Event Horses Move to New Base Camp Across the Island to Run Cross-Country

Germany's Andreas Dibowski received a congratulatory hug from teammate Ingrid Klimke after his dressage test put him in 11th place...and the German team within striking distance of the Australians. (Hong Kong Jockey Club photo)

After yesterday's end of the dressage phase, the Eventing horses were transported to Beas River, located some 40 minutes away from the core Olympic equestrian venue at Sha Tin. This was done in a fantastic blitz operation during which the loading, transport and unloading took just over one hour.

Attired in their best travel boots to protect them from injuries during transportation, the 68 horses travelled in 11 huge horse vans escorted by 13 support vehicles. The unusual convoy was escorted by the police who ensured a clear road to avoid that these Very Very Important Passengers be held in any way.

The horses were unloaded from the lorries within seven minutes after their arrival on site and were immediately installed in temporary climatised stables to spend a comfortable night before Cross Country.

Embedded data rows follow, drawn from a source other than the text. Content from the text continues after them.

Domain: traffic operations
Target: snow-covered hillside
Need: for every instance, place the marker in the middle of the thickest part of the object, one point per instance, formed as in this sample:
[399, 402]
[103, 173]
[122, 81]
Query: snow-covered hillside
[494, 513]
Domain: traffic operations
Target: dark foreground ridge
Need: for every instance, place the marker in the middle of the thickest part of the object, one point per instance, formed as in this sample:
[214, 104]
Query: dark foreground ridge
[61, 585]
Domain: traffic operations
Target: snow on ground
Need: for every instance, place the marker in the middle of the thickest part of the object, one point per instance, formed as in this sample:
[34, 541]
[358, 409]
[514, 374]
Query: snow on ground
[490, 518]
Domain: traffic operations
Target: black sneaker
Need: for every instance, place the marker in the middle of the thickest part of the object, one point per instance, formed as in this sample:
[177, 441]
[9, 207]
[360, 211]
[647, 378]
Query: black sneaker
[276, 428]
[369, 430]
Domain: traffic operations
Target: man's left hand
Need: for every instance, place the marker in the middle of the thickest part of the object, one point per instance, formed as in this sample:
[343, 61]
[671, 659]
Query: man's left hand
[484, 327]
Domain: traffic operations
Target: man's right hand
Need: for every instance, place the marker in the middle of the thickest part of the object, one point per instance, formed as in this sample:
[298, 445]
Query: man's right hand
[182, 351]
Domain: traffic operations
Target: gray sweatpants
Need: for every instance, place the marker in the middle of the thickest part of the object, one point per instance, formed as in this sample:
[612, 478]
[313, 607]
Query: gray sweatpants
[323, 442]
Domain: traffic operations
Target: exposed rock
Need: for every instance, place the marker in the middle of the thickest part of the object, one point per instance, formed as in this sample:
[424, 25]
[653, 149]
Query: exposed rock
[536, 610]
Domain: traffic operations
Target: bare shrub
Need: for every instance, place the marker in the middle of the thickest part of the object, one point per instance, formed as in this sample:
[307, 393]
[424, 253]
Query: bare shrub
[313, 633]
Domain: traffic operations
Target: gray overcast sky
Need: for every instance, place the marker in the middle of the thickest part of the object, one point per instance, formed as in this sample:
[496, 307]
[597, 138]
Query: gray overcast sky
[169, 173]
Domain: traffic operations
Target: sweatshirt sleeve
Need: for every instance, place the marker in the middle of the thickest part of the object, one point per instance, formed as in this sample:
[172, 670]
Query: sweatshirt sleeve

As I write this, it is late at night in Hong Kong and the horses are (hopefully) fast asleep. We are waiting for reports on temperature and humidity indices for Monday's highly technical cross-country run (which will technically be on Sunday night, USA time).

This might be a good time for everyone to hold his or her breath. Hold it for about the next 12 hours. The course at Beas River is highly, highly, highly technical, which means that it is not a "galloping" course at all. Some people describe it as show-jumping over natural obstacles on uneven ground. The horses will be required to collect and re-collect continuously throughout the course and the riders will need to remember a long list of optional routes that might (or might not) spare their horses but jeopardize their times.

Germany is nipping at Australia's lead now, and they are ready to attack on cross-country, thanks to Ingrid Klimke's stellar dressage test that put her in third place overall.

Klimke's teammate Andreas Dibowski told the FEI, "It will be a bit like an eight-minute jump-off!" he said, referring to the speed and frequency with which the fences will come up tomorrow. "There is no time to recover if something goes wrong so you need to give it 150% concentration but the German team position has improved, it's really looking good, and we are feeling very confident," he added.